I love shopping online.  I can take my time.  I can easily compare styles and prices.  I don’t have to stand in line or fight any crowds.  The other day, I visited a prominent and stylishly fashionable mall I hadn’t been in for over five years, and the changes were astonishing.

The first thing I noticed is that three bookstores had vanished!  No Barnes and Noble outlet.  No Borders.  No Waldenbooks.  Gone.  Done.  Vanquished.  I couldn’t believe my eyes.  No books?  Are people reading everything electronically now, or are people just not interested in reading at all? I suppose I could find some solace that only one video game store remained out of four.

The noise-to-quiet ratio was also fully out of whack.  How can a jeans store and a funky shirt store pound so much environmentally poisonous music into the narrow walking spaces of the malls?  You can’t think.  You certainly can’t hear.  Your equilibrium is actually affected as you wonder if you’re standing upright or if the pounding bass line is tipping you over like a hurricane wind.

I hate the T-Mobile huckstering from kiosks.  I will never buy a phone from you!  Stop shouting at me.  Don’t harass me with a sales pitch every time I walk by you.

The Food Court goons are out in force — with each restaurant in a row forcing you to try a free sample of their awful, greasy, food.

Are these the signs of a failing economy, or of burgeoning businesses, or has life at the mall just become harsher and less delightful?

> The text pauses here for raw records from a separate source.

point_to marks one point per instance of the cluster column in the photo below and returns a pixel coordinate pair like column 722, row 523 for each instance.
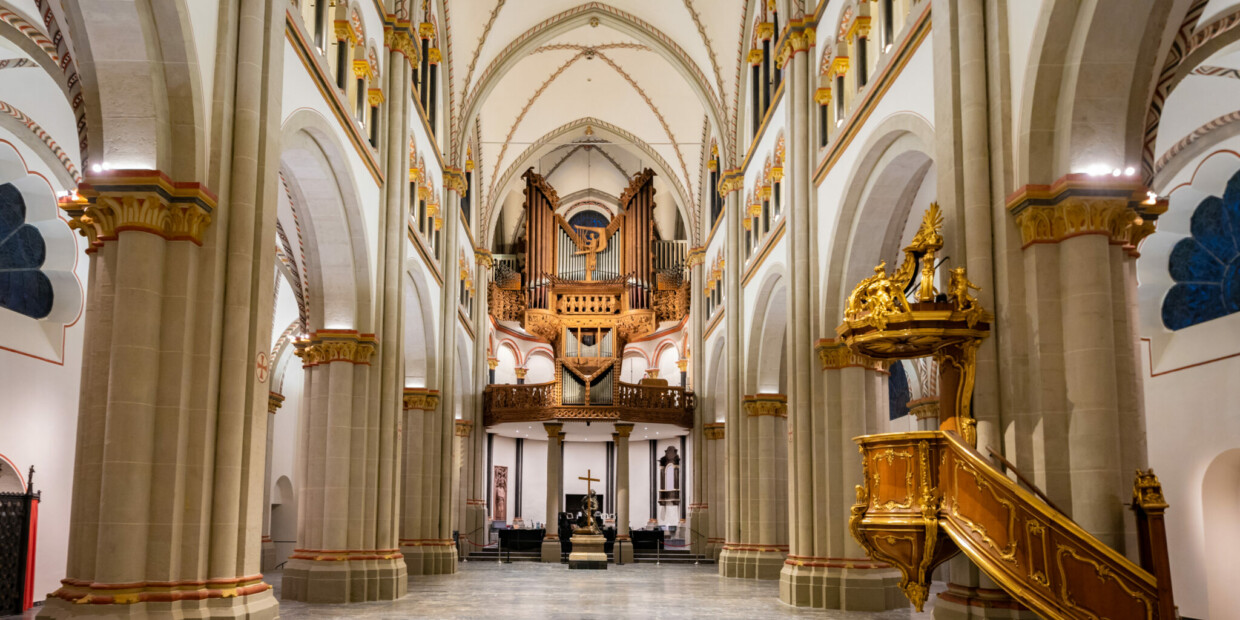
column 425, row 532
column 341, row 554
column 551, row 549
column 623, row 549
column 716, row 464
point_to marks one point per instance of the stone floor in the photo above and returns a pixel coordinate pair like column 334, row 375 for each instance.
column 541, row 592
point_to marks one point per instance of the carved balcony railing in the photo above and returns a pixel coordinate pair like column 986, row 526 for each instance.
column 929, row 495
column 656, row 404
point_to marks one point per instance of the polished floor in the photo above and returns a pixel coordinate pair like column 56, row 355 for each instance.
column 533, row 590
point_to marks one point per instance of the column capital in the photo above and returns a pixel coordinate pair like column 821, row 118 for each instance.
column 274, row 401
column 140, row 200
column 765, row 404
column 1117, row 207
column 553, row 429
column 420, row 398
column 326, row 346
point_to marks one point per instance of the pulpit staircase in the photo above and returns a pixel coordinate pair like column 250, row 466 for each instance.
column 929, row 495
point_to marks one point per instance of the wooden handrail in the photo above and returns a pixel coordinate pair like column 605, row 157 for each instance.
column 1023, row 480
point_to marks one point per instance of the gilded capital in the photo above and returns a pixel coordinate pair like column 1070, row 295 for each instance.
column 713, row 430
column 327, row 346
column 553, row 429
column 420, row 398
column 1080, row 205
column 140, row 200
column 836, row 355
column 765, row 404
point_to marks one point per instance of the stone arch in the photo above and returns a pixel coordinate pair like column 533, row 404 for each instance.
column 1089, row 61
column 1220, row 504
column 615, row 19
column 905, row 140
column 158, row 120
column 766, row 368
column 11, row 481
column 324, row 194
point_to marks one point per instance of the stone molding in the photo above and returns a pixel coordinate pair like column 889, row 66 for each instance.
column 765, row 404
column 327, row 346
column 420, row 398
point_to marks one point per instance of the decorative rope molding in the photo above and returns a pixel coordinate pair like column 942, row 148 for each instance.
column 327, row 346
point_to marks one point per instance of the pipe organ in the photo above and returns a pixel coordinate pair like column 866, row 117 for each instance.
column 589, row 288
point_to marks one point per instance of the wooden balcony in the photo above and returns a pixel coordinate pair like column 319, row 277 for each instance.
column 541, row 402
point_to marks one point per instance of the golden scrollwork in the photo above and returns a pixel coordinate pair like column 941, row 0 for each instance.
column 330, row 346
column 1147, row 491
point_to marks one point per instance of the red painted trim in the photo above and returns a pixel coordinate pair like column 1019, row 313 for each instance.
column 1150, row 355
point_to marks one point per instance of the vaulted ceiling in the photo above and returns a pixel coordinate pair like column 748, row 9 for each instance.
column 659, row 76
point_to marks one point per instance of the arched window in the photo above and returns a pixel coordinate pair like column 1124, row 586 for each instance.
column 24, row 287
column 1207, row 265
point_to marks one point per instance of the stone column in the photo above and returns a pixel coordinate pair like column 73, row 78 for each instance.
column 733, row 308
column 341, row 556
column 623, row 549
column 551, row 551
column 761, row 547
column 422, row 543
column 714, row 463
column 273, row 404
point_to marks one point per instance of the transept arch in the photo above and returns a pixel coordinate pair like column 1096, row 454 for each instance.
column 898, row 153
column 336, row 253
column 158, row 120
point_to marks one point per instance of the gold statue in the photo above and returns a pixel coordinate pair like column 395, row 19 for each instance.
column 957, row 293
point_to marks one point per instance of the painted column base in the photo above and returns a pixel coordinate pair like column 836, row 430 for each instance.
column 268, row 559
column 430, row 557
column 153, row 602
column 621, row 552
column 551, row 551
column 965, row 603
column 826, row 583
column 752, row 562
column 350, row 580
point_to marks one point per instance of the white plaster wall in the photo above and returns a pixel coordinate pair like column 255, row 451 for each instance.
column 39, row 418
column 504, row 453
column 533, row 490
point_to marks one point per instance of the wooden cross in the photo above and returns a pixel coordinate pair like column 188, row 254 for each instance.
column 588, row 480
column 589, row 515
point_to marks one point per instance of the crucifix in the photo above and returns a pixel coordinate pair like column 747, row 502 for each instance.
column 589, row 496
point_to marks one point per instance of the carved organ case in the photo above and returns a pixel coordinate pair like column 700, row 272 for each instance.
column 589, row 287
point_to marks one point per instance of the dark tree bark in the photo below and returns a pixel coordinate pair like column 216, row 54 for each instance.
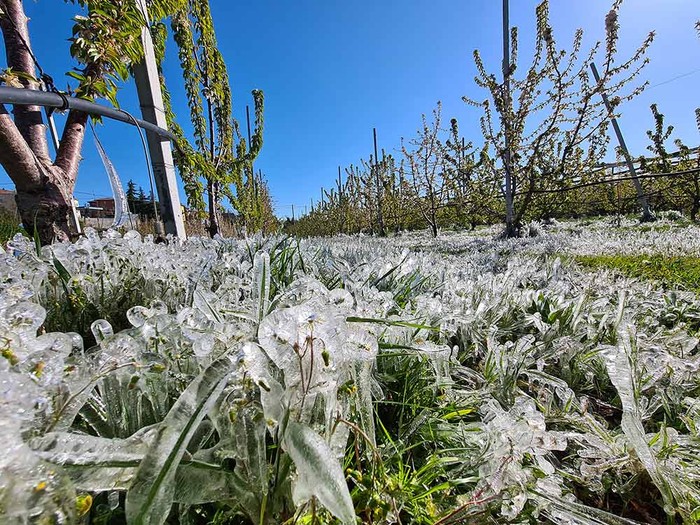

One clue might be that online sales are way up and in-person sales are plummeting:

Online sales in the U.S. reportedly grew 12% year-over-year in December 2010. Health and beauty retailers reported an even steeper rise beyond 23%. What makes these trends particularly interesting is the portion of sales generated through mobile devices. These gadgets reportedly contributed 5.5% of online retail sales, a sharp increase over November 2010.

I decided to do a little comparison shopping with the Men’s Gap store in the mall and, when I returned home, online at Gap.com.  The results were disturbing.

In the mall store, a pair of Gap jeans were on sale for $57.00USD marked down from their original price of $80.00USD.

Online, the same pair of jeans were base priced at $50.00USD — and I could take off an additional 35% at checkout — making the final price $32.50USD.

So, I could pay $57.00, plus tax, for in-person right now jeans, or I could pay $32.50 plus some shipping costs and wait a day or two for my distressed denim.  I think the extreme in the comparison is telling.  How — and why! — can Gap sustain a brick-and-mortar store when their online presence undercuts their own human effort?

Do I really want to pay a higher price to try on jeans in-person? No real man I know tries on jeans in a store anyway, so what’s the point of in-person shopping when you can beat the price by a mile just by going online from the comfort of your own home? Impulse purchasing in-person can’t be that big of an economic powerhouse, can it?

3 Comments

  1. I think a lot of the reason that people go to the mall are as follows :

    1.They are bored. Going to the mall means they have something to do and shopping online just isn’t as fun as browsing through racks for some people.

    2.They are too mentally old to accept shopping online. Same group of people that only watch television shows live and wouldn’t use a DVR even if they had it.

    3.They are impatient. They want those jeans now come hell or high water.

    I’m sure there are other reasons.

    1. That all makes sense to me, Gordon.

      I seem to always find young, obnoxious, kids hanging at the mall. I need to find the old people.

      I guess instant gratification is a powerful source for influencing behavior and subsequent monetization.